Background technology
Antitoxic serum; Can be described as antitoxin; Be also referred to as antiserum; Be the immune blood plasma (serum) by corresponding toxin or toxoid, antibacterial, virus immunity animal (being mainly equus) gained, through the immunoglobulin preparation that pepsin digestion, ammonium sulfate precipitation make, its preparation method is " Chinese biological goods rules " and " the disclosed technology of Chinese pharmacopoeia.At present, the method for preparing of antitoxic serum generally comprises following steps: 1, pepsin digestion,, and carry out digestion process with pepsin and obtain Digestive system various immune blood plasmas (serum) dilution with purified water or water for injection; 2, precipitate and the degenerative treatments of heating for the first time, add ammonium sulfate in the Digestive system, and regulate pH value, then Digestive system is heated and keep, cooling is again filtered and is collected supernatant, precipitate discarded; 3, precipitation process for the second time promptly adds ammonium sulfate in above-mentioned supernatant, leave standstill the after-filtration taking precipitate, discarded supernatant; 4, alum precipitate is handled, and with above-mentioned precipitate dilution, adds alum solution, leaves standstill after-filtration and gets supernatant, precipitate discarded; 5, ultrafiltration and concentration is handled, and above-mentioned supernatant is carried out ultrafiltration desalination and concentrated; 6, sodium chloride, antiseptic are added in stock solution preparation in ultrafiltration and concentration liquid, regulate pH value, and aseptic filtration promptly makes antitoxic serum stock solution.
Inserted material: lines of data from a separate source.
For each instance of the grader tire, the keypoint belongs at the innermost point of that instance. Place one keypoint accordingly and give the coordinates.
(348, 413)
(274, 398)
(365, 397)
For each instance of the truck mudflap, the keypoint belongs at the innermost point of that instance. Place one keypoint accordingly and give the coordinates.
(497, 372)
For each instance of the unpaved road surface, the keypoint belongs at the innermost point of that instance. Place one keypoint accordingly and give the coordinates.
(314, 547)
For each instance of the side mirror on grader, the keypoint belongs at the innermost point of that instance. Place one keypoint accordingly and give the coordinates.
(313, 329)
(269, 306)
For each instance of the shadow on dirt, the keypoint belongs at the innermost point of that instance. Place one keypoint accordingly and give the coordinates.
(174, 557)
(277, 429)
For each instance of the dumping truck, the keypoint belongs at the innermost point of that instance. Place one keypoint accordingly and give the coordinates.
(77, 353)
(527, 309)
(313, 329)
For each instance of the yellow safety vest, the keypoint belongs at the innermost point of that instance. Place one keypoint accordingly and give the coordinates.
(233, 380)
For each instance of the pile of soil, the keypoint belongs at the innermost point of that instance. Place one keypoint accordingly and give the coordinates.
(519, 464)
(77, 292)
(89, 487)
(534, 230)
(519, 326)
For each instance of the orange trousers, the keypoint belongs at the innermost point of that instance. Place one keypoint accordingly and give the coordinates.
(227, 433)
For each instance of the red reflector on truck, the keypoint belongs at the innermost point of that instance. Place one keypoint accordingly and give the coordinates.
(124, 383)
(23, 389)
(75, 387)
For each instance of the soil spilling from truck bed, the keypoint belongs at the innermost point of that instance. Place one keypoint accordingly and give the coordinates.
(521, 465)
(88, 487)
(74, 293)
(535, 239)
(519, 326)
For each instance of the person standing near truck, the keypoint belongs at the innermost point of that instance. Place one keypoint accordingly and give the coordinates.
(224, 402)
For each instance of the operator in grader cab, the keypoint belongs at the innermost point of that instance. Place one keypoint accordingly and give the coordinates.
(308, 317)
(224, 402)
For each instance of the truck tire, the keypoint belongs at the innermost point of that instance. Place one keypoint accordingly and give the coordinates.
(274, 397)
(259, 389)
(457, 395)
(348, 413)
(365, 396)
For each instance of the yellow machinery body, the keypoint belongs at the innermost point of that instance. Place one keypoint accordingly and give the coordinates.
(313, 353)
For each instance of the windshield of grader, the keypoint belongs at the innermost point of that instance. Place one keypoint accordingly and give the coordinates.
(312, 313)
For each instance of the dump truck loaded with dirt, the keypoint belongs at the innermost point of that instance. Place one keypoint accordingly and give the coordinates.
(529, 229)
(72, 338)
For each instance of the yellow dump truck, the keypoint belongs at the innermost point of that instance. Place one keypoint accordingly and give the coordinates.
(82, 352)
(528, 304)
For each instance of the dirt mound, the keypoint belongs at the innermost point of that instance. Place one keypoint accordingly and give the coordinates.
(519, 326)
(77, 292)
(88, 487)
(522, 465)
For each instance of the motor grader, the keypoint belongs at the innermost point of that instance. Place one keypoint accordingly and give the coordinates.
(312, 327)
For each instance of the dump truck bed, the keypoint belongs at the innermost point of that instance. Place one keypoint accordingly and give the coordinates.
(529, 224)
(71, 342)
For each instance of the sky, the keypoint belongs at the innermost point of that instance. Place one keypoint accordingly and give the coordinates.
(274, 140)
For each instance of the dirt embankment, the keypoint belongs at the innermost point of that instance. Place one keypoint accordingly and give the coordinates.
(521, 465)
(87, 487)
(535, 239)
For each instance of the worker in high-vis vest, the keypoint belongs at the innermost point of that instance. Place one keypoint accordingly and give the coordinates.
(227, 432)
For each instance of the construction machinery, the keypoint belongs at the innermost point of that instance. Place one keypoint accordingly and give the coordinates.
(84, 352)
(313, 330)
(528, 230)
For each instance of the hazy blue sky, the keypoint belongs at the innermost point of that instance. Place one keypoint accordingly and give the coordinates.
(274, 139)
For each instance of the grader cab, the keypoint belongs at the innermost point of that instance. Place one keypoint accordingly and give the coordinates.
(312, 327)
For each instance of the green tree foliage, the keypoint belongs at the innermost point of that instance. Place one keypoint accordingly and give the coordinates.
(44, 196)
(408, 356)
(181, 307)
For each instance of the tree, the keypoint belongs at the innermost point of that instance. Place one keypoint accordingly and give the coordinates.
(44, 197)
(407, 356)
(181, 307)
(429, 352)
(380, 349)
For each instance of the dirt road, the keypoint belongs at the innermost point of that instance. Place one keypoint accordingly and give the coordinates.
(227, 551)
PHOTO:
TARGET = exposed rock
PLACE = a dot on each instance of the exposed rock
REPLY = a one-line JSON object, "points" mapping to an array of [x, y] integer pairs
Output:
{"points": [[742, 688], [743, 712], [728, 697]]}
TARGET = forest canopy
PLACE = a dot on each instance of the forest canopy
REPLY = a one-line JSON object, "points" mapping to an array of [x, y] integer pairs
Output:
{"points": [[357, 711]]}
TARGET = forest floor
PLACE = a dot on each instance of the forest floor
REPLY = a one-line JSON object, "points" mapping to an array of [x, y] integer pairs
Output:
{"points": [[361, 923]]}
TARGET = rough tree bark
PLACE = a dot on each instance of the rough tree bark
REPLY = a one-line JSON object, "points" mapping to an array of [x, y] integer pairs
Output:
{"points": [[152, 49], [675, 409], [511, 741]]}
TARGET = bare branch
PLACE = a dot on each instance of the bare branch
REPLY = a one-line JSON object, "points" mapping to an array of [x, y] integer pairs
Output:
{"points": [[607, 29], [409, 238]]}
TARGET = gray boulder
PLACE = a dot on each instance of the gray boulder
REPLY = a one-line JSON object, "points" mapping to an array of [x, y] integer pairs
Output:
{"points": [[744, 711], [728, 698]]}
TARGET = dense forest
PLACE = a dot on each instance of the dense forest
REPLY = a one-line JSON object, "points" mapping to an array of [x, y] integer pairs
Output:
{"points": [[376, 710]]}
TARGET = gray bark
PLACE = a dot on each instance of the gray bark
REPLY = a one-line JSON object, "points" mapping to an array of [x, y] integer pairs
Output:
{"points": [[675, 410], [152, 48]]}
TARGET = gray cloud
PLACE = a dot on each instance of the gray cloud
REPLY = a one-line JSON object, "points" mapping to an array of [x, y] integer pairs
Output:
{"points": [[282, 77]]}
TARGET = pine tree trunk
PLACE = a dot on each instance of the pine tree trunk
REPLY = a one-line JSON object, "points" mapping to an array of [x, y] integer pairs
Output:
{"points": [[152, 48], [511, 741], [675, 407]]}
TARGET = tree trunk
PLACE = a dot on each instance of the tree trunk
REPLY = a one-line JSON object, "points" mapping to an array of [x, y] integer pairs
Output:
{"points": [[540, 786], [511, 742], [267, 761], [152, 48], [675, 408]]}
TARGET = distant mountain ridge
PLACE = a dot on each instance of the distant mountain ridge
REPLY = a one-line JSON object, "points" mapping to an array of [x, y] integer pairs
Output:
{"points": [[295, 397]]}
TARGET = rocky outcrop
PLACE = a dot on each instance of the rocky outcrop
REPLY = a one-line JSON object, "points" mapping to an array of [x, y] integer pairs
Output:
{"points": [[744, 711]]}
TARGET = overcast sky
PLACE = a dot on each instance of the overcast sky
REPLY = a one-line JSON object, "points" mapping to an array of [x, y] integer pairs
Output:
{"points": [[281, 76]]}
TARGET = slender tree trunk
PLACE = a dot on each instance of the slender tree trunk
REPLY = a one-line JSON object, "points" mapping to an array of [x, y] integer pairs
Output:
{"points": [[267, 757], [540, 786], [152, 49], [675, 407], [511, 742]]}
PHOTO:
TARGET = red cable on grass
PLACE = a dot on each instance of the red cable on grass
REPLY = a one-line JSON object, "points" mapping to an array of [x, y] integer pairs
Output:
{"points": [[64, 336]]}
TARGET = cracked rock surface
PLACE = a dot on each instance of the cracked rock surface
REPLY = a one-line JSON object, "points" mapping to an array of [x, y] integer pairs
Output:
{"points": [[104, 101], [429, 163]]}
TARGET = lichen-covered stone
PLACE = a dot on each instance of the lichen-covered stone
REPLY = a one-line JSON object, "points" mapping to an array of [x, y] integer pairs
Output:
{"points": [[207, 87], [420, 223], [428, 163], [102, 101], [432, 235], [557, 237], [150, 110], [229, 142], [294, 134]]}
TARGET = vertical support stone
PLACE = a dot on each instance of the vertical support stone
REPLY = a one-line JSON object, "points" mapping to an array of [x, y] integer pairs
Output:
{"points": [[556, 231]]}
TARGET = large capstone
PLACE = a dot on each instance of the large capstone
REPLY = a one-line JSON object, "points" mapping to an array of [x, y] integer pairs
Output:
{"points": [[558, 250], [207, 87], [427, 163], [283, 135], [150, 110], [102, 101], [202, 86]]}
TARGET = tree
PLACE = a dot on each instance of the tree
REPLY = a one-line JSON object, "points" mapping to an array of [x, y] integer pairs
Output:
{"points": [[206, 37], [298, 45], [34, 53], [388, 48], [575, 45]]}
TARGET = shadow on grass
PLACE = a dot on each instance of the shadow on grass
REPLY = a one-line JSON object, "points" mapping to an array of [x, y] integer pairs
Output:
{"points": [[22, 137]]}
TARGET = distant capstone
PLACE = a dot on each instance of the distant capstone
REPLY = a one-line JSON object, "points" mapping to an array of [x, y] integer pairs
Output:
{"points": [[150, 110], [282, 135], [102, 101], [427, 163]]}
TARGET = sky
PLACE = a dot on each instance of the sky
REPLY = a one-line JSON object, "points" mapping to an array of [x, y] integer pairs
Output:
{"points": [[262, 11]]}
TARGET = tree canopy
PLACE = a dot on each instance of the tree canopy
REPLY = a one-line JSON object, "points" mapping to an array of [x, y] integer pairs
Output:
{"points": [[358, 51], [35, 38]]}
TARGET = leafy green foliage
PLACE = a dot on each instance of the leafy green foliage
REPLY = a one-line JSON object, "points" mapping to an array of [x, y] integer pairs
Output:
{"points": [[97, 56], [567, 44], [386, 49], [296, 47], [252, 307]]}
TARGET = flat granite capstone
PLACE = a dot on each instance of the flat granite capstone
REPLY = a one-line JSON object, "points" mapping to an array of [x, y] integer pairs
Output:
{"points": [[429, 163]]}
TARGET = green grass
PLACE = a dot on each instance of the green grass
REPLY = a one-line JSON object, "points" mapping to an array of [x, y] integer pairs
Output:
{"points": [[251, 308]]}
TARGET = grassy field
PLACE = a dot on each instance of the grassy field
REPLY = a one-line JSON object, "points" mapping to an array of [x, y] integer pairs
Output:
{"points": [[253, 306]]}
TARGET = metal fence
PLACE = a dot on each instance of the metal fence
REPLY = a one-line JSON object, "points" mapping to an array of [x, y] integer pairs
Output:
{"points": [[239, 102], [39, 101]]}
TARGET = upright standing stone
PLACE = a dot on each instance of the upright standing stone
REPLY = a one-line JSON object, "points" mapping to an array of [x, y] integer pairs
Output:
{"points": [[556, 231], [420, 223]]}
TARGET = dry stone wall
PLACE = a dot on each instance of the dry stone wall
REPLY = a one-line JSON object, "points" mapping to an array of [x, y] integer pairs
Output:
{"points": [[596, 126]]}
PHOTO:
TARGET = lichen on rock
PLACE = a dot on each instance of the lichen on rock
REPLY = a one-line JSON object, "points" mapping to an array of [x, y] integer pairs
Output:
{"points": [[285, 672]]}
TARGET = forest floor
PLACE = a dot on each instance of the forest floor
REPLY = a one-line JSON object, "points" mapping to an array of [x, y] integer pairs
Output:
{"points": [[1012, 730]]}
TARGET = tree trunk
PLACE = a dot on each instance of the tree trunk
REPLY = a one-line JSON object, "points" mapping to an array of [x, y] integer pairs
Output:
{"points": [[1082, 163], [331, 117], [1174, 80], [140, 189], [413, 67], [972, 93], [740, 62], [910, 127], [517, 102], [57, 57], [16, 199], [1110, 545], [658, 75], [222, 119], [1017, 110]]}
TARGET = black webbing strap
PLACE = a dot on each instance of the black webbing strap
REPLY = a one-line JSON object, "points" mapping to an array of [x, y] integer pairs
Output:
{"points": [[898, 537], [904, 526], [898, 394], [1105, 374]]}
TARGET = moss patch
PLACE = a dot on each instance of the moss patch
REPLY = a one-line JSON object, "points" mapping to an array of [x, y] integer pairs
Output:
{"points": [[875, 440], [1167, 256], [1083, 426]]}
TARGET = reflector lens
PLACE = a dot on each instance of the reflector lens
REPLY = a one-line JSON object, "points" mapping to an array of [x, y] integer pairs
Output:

The weak point of this technology is; Prepared stock solution derives from animal blood slurry (serum) raw material; And may have the virus of infectious diseases common to human beings and animals in the animal material; But the institute at present in the technical process does not all have the corresponding ability of removing virus in steps, thereby there is serious safety issue in the antitoxic serum goods when application.。
Summary of the invention
The object of the invention just provides a kind of antitoxic serum preparation technology of viral inactivation treatment, and this technology can effectively prevent in the goods the possible residual of virus, the safety when improving the application of antitoxic serum goods.
The antitoxic serum preparation technology of viral inactivation treatment of the present invention may further comprise the steps:
1, pepsin digestion uses existing common process;
2, precipitate and the degenerative treatments of heating for the first time, after digestion finishes,, regulate pH to 4.50-6.50 by the ammonium sulfate of every 100ml Digestive system adding 10-20g; Heat to 60 ± 1 ℃, be incubated 10 hours, insulation finishes; Be cooled to below 45 ℃, press the 100ml Digestive system and add 0.5-0.8g kieselguhr, after stirring; Digestive system is pumped into plate and frame type filter-press carry out isolated by filtration, filter and collect supernatant, precipitate discarded;
3, precipitation process is for the second time used existing common process;
4, alum precipitate is handled, and uses existing common process;
5, ultrafiltration and concentration is handled, and uses existing common process;
6, stock solution preparation, the ultrafiltration and concentration liquid pump that above-mentioned ammonium sulfate content is up to standard is gone into preparing tank, tires according to required stock solution and adds water for injection; Press 8.0-8.5g/L and add sodium chloride; Press 2.0-2.5g/L then and add metacresol as antiseptic, transfer pH to 4.1 ± 0.3, the clear liquid lucifuge left in 24 ± 1 ℃, 21 days after the aseptic filtration; Again above-mentioned clear liquid is transferred pH to 6.0-7.0; Aseptic filtration gets antitoxic serum stock solution, and described pH value is regulated, and the regulator that uses is sodium hydroxide, the hydrochloric acid of 1-2M.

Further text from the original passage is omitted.